Basic Conversion Implementation
The following code demonstrates basic HTML conversion using HTMLWorker:
using (var ms = new MemoryStream())
{
using (var doc = new Document())
{
using (var writer = PdfWriter.GetInstance(doc, ms))
{
doc.Open();
var example_html = @"<p>This <em>is </em><span class="headline" style="text-decoration: underline;">some</span> <strong>sample <em> text</em></strong><span style="color: red;">!!!</span></p>";
using (var htmlWorker = new iTextSharp.text.html.simpleparser.HTMLWorker(doc))
{
using (var sr = new StringReader(example_html))
{
htmlWorker.Parse(sr);
}
}
doc.Close();
}
}
byte[] bytes = ms.ToArray();
var testFile = Path.Combine(Environment.GetFolderPath(Environment.SpecialFolder.Desktop), "test.pdf");
System.IO.File.WriteAllBytes(testFile, bytes);
}
XMLWorker Advanced Features
XMLWorker provides more robust CSS support, including the ability to process external style sheets.

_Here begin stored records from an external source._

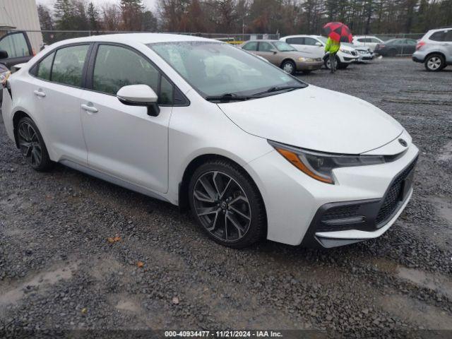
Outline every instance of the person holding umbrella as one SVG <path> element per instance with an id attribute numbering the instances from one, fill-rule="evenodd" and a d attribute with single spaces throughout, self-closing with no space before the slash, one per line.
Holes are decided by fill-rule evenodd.
<path id="1" fill-rule="evenodd" d="M 330 58 L 330 71 L 332 73 L 334 73 L 336 68 L 336 53 L 340 48 L 340 42 L 338 41 L 333 40 L 331 37 L 328 37 L 328 40 L 326 40 L 326 44 L 325 45 L 325 53 L 329 53 Z"/>
<path id="2" fill-rule="evenodd" d="M 336 53 L 340 48 L 340 42 L 351 43 L 352 32 L 342 23 L 328 23 L 323 26 L 323 30 L 328 36 L 325 52 L 330 54 L 330 70 L 331 73 L 334 73 Z"/>

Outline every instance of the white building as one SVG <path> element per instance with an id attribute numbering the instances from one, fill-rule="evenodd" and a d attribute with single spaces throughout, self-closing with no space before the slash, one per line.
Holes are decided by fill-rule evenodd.
<path id="1" fill-rule="evenodd" d="M 0 25 L 20 30 L 40 30 L 35 0 L 0 0 Z M 42 44 L 40 32 L 27 32 L 32 47 L 37 53 Z"/>

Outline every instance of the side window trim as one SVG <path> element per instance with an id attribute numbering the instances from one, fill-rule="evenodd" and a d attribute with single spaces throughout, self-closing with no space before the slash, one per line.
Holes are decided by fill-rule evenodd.
<path id="1" fill-rule="evenodd" d="M 1 40 L 3 40 L 4 39 L 5 39 L 6 37 L 11 37 L 11 35 L 13 35 L 15 34 L 21 34 L 22 36 L 23 37 L 23 38 L 25 40 L 25 42 L 27 43 L 27 47 L 28 47 L 28 55 L 30 56 L 33 56 L 33 49 L 31 46 L 31 43 L 30 42 L 30 39 L 28 39 L 28 36 L 25 34 L 25 32 L 23 30 L 18 30 L 18 31 L 14 31 L 14 32 L 10 32 L 9 33 L 6 33 L 5 35 L 4 35 L 3 37 L 1 37 L 0 38 L 0 42 Z M 8 56 L 7 59 L 16 59 L 16 58 L 22 58 L 23 56 Z"/>
<path id="2" fill-rule="evenodd" d="M 54 81 L 52 81 L 52 73 L 54 69 L 54 61 L 55 61 L 55 56 L 56 55 L 56 52 L 58 52 L 59 49 L 61 49 L 64 48 L 66 48 L 66 47 L 72 47 L 73 46 L 83 46 L 83 45 L 88 45 L 88 52 L 86 52 L 86 56 L 85 56 L 85 62 L 83 63 L 83 69 L 82 71 L 82 83 L 81 86 L 73 86 L 72 85 L 68 85 L 66 83 L 55 83 Z M 49 51 L 48 53 L 46 53 L 45 54 L 44 54 L 37 61 L 36 61 L 35 63 L 35 64 L 33 64 L 33 66 L 32 66 L 30 68 L 30 71 L 28 71 L 28 73 L 32 76 L 33 78 L 36 78 L 37 79 L 40 80 L 41 81 L 47 81 L 49 83 L 56 83 L 58 85 L 61 85 L 62 86 L 68 86 L 68 87 L 73 87 L 74 88 L 85 88 L 85 85 L 86 85 L 86 72 L 88 71 L 88 61 L 90 59 L 90 56 L 91 54 L 91 52 L 93 51 L 93 47 L 94 44 L 92 42 L 76 42 L 76 43 L 73 43 L 73 44 L 64 44 L 61 46 L 59 46 L 54 49 L 52 49 L 52 51 Z M 52 54 L 54 54 L 54 56 L 53 58 L 52 58 L 52 65 L 50 66 L 50 75 L 49 76 L 49 80 L 46 80 L 46 79 L 42 79 L 41 78 L 38 78 L 37 77 L 37 71 L 38 71 L 38 69 L 40 66 L 40 64 L 41 63 L 41 61 L 42 61 L 45 58 L 47 58 L 48 56 L 49 56 Z"/>
<path id="3" fill-rule="evenodd" d="M 189 100 L 189 99 L 185 96 L 185 95 L 182 93 L 182 91 L 181 91 L 179 88 L 176 85 L 176 84 L 160 69 L 160 67 L 158 67 L 154 62 L 153 62 L 148 56 L 146 56 L 144 54 L 141 53 L 140 51 L 136 49 L 135 48 L 132 47 L 131 46 L 129 46 L 127 44 L 120 44 L 120 43 L 117 43 L 117 42 L 94 42 L 93 43 L 93 46 L 92 46 L 92 49 L 91 51 L 90 52 L 90 56 L 88 58 L 88 61 L 87 63 L 87 69 L 86 69 L 86 78 L 85 78 L 85 86 L 84 86 L 84 89 L 87 90 L 90 90 L 93 92 L 96 92 L 98 93 L 102 93 L 102 94 L 105 94 L 107 95 L 112 95 L 112 96 L 114 96 L 114 95 L 113 94 L 110 94 L 110 93 L 105 93 L 104 92 L 99 92 L 97 90 L 94 90 L 94 86 L 93 86 L 93 77 L 94 77 L 94 66 L 95 64 L 95 61 L 96 61 L 96 58 L 97 56 L 97 52 L 99 51 L 99 47 L 101 44 L 104 44 L 104 45 L 109 45 L 109 46 L 117 46 L 119 47 L 123 47 L 123 48 L 126 48 L 127 49 L 129 49 L 135 53 L 136 53 L 138 55 L 139 55 L 140 56 L 143 57 L 145 59 L 145 60 L 146 60 L 148 62 L 149 62 L 153 67 L 154 67 L 157 71 L 159 73 L 159 81 L 158 81 L 158 88 L 157 88 L 157 95 L 159 95 L 160 97 L 160 87 L 162 85 L 162 81 L 161 81 L 161 78 L 162 77 L 165 77 L 165 78 L 172 85 L 173 87 L 173 94 L 172 94 L 172 97 L 173 97 L 173 105 L 161 105 L 159 104 L 159 106 L 161 106 L 162 107 L 186 107 L 186 106 L 190 106 L 190 100 Z M 182 95 L 182 97 L 184 98 L 184 102 L 182 104 L 174 104 L 174 98 L 175 98 L 175 95 L 176 95 L 176 92 L 178 92 L 180 95 Z"/>

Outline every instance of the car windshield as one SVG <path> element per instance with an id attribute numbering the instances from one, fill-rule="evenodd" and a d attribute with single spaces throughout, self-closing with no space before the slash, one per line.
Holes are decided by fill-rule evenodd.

The following example shows how to handle both HTML content and CSS styles simultaneously:
var example_html = @"<p>This <em>is </em><span class="headline" style="text-decoration: underline;">some</span> <strong>sample <em> text</em></strong><span style="color: red;">!!!</span></p>";
var example_css = @".headline{font-size:200%}";
using (var msCss = new MemoryStream(System.Text.Encoding.UTF8.GetBytes(example_css)))
{
using (var msHtml = new MemoryStream(System.Text.Encoding.UTF8.GetBytes(example_html)))
{
iTextSharp.tool.xml.XMLWorkerHelper.GetInstance().ParseXHtml(writer, doc, msHtml, msCss);
}
}
Memory Stream Handling and Output
Using MemoryStream during PDF generation efficiently processes document data in memory, avoiding the creation of temporary files. After generation, PDFs can be output in various ways: writing to disk files, sending to clients via HTTP responses, or attaching to emails.
Practical Application Scenarios
In real-world development, HTML-to-PDF conversion is commonly used for generating reports, invoices, contracts, and other documents requiring consistent formatting. By constructing complex HTML structures with StringBuilder and leveraging iTextSharp's parsing capabilities, professional-grade PDF documents can be produced.
Technology Development Trends
As the W3C's css-break-3 standard matures, HTML-to-PDF conversion will become more standardized. Meanwhile, Chromium engine-based solutions (like IronPDF) offer more accurate rendering effects but require balancing performance and resource consumption considerations.